You're right about the Black Winter feeling like it is significantly higher output. I've found any BareKnuckle I've ever tried to be considerably lower output than pickups from other brands.

I think the PK is more suited to mahogany. I put my PK in my PRS Singlecut, which was inherently dark, so the PK isn't hollow in that guitar, and I don't notice the annoying high end a lot of people seem to experience. Perhaps these issues would be more present in a brighter guitar.


----------



## robski92 (May 1, 2014)

Just ordered myself a set! How do you like them so far?


----------



## ofu (May 1, 2014)

So, the SL2H is neck-through body maple with alder wings, right? I'm asking because from what I've heard and read I conclude that the black winter is better suited for warmer guitars. Has anyone tried it in swamp ash/some bright wood guitar?


----------



## robski92 (May 1, 2014)

I think Ola Englund's guitars have alder and he had them in those. There's a demo on youtube somewhere!


----------



## metaljohn (May 2, 2014)

Colossal Incantation said:


> Glad you guys are digging the Black Winter!
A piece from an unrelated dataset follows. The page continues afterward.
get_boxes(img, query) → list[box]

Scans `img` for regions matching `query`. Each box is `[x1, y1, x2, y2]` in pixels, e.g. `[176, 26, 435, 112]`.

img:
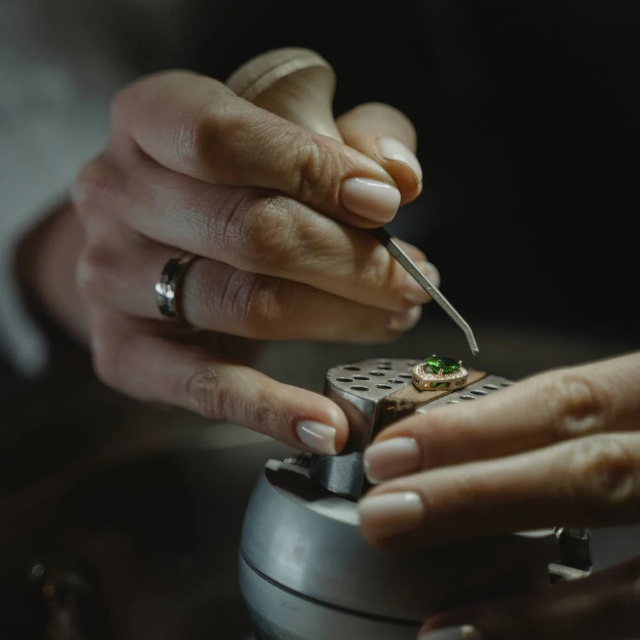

Is it possible to get them with gold covers and screws through the custom shop?


----------



## 1b4n3z (May 2, 2014)

metaljohn said:


> Is it possible to get them with gold covers and screws through the custom shop?



It's much cheaper to buy the covers (Duncans of course, great quality) and screws off ebay and put them on yourself. I've done it a couple of times and it's quite easy.


----------



## metaljohn (May 2, 2014)

1b4n3z said:


> It's much cheaper to buy the covers (Duncans of course, great quality) and screws off ebay and put them on yourself. I've done it a couple of times and it's quite easy.



Damn, well if its that easy I'll just do that!


----------



## Colossal Incantation (May 2, 2014)

Active Mount 7 and 8 string Black Winter are available as special orders (shop floor custom) from any authorized Duncan dealer.


----------



## jc986 (May 4, 2014)

Finally got some time to make a couple demos.  Here are links:

Clean Demo:

Seymour Duncan Black Winter Bridge Clean Demo - YouTube

Dirty/Lead Demo:

Seymour Duncan Black Winter Bridge Pickup Demo - YouTube


----------



## robski92 (May 7, 2014)

I have the bridge one in, but I'll be getting my neck one in later this week. I'm really liking the bridge pup so far though!


----------